Human papillomavirus (HPV)

This visual ‘atlas’ will help you to identify and describe non-malignant, potentially malignant and malignant oral lesions.

A diverse range of mucosal lesions can occur in the oral cavity. The history and clinical presentation of the non-malignant conditions listed below will help you differentiate them from potentially malignant or cancerous lesions. However, occasionally this can be difficult. If a lesion is suspicious, refer your patient for biopsy and definitive diagnosis.

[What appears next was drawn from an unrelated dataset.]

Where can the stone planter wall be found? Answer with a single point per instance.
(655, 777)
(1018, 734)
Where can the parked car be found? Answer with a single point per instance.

The stage when oral cancer is diagnosed is important, as it indicates prognosis. Stage I and II oral cancer corresponds directly to size, with no evidence of metastases. Stage III and IV oral cancer has spread to the lymph nodes or distant organs. Detection of oral cancer at an early stage can save your patient’s life.

Verruca vulgaris

Squamous papilloma

Benign, small isolated outgrowths of the oral mucosa that can have small finger-like projections resulting in a rough cauliflower-like surface. These are caused by non-oncogenic sub-types of human papilloma virus (HPV), usually 1, 6, 11 or 57. Acquired by direct contact or self-inoculation. These growths can be removed if unsightly or interfering with good oral hygiene.

An exophytic mass on the palatal mucosa close to the gingival margin of the upper right canine that has a rough cauliflower-like surface. This was asymptomatic and been present for many years.